Clothing for the 21st Century (the folly of mass production)


With the new clothing of the 21st century human labour will out-compete the machine because:

Human life and wellbeing will be safeguarded
** Ample land, water and other critical resources will be available for essential food production;
** People will not be poisoned by industrial processes;
** There'll be less superfluous consumption and production and therefore more leisure time;
** We'll be more satisfied with our products because we will design and make them;
** The monotony and drudgery of mass production will be reduced;
** Local production will result in the decentralisation of power and wealth in society.
** The imperative to condition us with advertising and 'education' will no longer exist.

10 comments:

Anonymous said...

Huh?

YouNotSneaky! said...

Huh?^2

Steve Stinson said...

I have absolutely no desire to learn how to use a sewing machine.

I just threw out a sweater my mom knit for me 20 years. I never wore it, but I felt guilty getting rid of it. Store-bought clothes for me.

Anonymous said...

maybe there are limits to capital deepening?

maybe, through expansion of global credit and international vendor financing, this limit has for years been stretched far beyond its limit?

maybe the substituting of credit expansion for investment and wages has arrived at a global limit?

so maybe we have entered a synchronizing global recession

in which local cooperatives and forms of council communism, at least for a period, can/will replace that which has been.

maybe the present world conjuncture is presenting a still not so recognized discontinuity/opportunity?

just a notion.

Anonymous said...

I will not knit your socks!!!!

Myrtle Blackwood said...

Juan, spot on!

"maybe the present world conjuncture is presenting a still not so recognized discontinuity/opportunity?"

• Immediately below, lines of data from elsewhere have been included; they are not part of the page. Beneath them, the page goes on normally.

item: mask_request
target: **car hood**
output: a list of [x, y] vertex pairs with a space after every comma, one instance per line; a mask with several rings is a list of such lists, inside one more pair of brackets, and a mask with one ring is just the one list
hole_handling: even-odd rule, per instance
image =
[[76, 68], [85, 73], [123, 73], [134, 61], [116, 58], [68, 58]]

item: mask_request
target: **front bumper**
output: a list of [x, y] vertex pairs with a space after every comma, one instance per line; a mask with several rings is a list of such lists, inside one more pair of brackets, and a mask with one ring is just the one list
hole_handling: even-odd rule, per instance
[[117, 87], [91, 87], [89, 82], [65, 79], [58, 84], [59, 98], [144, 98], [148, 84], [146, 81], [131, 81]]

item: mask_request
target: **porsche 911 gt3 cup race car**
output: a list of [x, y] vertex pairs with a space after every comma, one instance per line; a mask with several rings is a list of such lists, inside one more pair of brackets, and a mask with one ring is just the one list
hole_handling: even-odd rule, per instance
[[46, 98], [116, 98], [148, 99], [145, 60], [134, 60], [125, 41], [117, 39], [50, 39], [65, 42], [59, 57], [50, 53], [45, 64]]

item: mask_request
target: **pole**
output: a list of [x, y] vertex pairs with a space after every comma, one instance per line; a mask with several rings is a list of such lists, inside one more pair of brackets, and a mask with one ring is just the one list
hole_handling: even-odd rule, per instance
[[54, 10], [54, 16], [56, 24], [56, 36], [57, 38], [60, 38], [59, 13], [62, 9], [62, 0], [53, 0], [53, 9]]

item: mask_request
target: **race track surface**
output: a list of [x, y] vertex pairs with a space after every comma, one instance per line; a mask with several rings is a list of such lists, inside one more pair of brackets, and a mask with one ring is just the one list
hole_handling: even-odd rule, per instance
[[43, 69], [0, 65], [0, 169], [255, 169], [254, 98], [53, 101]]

Or maybe we're on the verge of a 'phase transition' in capitalism?

"But if, in the prodigiously rapid vibrations of its last phases, thought should consider to act as the universal solvent which it is, and should reduce the forces of the molecule, the atom, the electron to that costless servitude to which it has reduced the old elements of earth and air, fire and water; if man should continue to set free the infinite forces of nature, and attain control of cosmic forces on a cosmic scale, the consequences may be as surprising as the change from water to vapor, of the worm to the butterfly, of radium to electrons. " Henry Adams

"...loss of autonomy in order to maximise the services of megatechnics, carries with it one further condition: one must not demand any goods other than those the machine offers in the current year, nor must one seek to reain, beyond the appointed half-life, any goods that have proved sufficiently durable and attractive to be preferable to those offered. This means that one must not demand any other kind of life than that which can be lived, as directed, within the current fashionable frame. To have a life that is in any way detached from the megatechnic complex, to say nothing of being cockily independent of it, or recalcitrant to its demand, is regarded as nothing less than a form of sabotage. Hence the fury evoked by the Hippies..."

The Myth of the Machine by Lewis Mumford. 1970. ISBN 0-15-163974-4. Harcourt Brace Jovanovich, Inc. New York. Page 330.

Myrtle Blackwood said...

Steve said: "Store-bought clothes for me." That figures. You're a government economist!

YouNotSneaky! said...

...but...but...but... then we'd all look like those hippies in the attached picture! Never mind the practical and realistic objections. I protest on aesthetic grounds!

Myrtle Blackwood said...

YNS protests on aesthetic grounds. Okay. Let's see your designs ;-)

Anonymous said...

Something like in the picture above? But generally Iàm just a jeans and cheap tshirt kind of guy.